Растерявшийся немец отступил в угол и инстинктивно загородился столом. Рука его потянулась к звонку, но в тот же миг по ней ударил Митька.
– Ты это, сукин сын, за звонок хватаешься? Знаешь ли ты, дьявол, что своим дзиньканьем у всей артели нутро вызвонил? Долго ли ты, пиявка немецкая, кровь нашу пить будешь? За каждую малость штрафами одолевать? Проси прощения, говорю!
– Пшоль вон! Ка-ра-уль, – не своим голосом аавопил немец.
В ответ зарычало тоже нечеловеческое: a-a-a-a!
Грохот падения мебели, – возня, – крик, – … и… тишина.
Через минуту на крыльце показался бледный, совершенно отрезвевший Митька.
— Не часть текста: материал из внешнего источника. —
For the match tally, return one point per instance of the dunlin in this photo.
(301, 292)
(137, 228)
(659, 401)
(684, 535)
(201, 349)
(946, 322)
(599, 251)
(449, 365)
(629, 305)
Что за диво!? Перед домом ни души; в парке вовсю стучат топоры и несется многоголосая, разудалая песнь.
Идет туда Митька… стал…
– Братцы, я немцу бока помял… Только, кажись, жив… Отлежится… теперь твоя воля, Иван Ефимович!
Белый, как мел, Тихонов сидел на пне.
К Митьке подошел десятник.
– Айда, парень, через лес, домой. Никто ничего не видел и не слышал… В артели, сам знаешь, давно гудит, как в улье; ты за всех на себя расправу взял. Опять же пьян был, значит, в себе не волен… Моли Бога, чтобы только не помер… Иди…
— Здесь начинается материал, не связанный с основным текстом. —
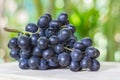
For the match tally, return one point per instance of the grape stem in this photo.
(15, 30)
(67, 48)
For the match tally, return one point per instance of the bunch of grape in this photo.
(51, 44)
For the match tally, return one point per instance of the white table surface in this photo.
(11, 71)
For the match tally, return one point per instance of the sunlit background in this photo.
(98, 19)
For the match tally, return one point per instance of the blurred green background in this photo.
(98, 19)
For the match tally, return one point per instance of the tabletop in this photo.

Глава VIII Полонез мертвецов
Угрюмо смотрит закрытыми ставнями дом Потехина. Внутри взято и вывезено только серебро, белье, платье, картины, чтобы не соблазнять воров; остальное не тронуто.
Таково было желание старика Потехина. Завяли обвисшие гирлянды и рассыпанные по столам и полу цветы, вызывая в наглухо закрытом помещении запах тления.
Жутко глядят лишенные стекол окна. Пробивающийся сквозь щели ставней солнечный луч, дробясь в осколках хрусталя, не оживляет общей картины разрушения, наоборот, увеличивает жуткое чувство.
Так и кажется, – зашуршит шелковое платье, застучат по паркету каблучки, повеет легким ароматом духов от развевающегося воздушного покрывала невесты, и зазвучит голосок Зои.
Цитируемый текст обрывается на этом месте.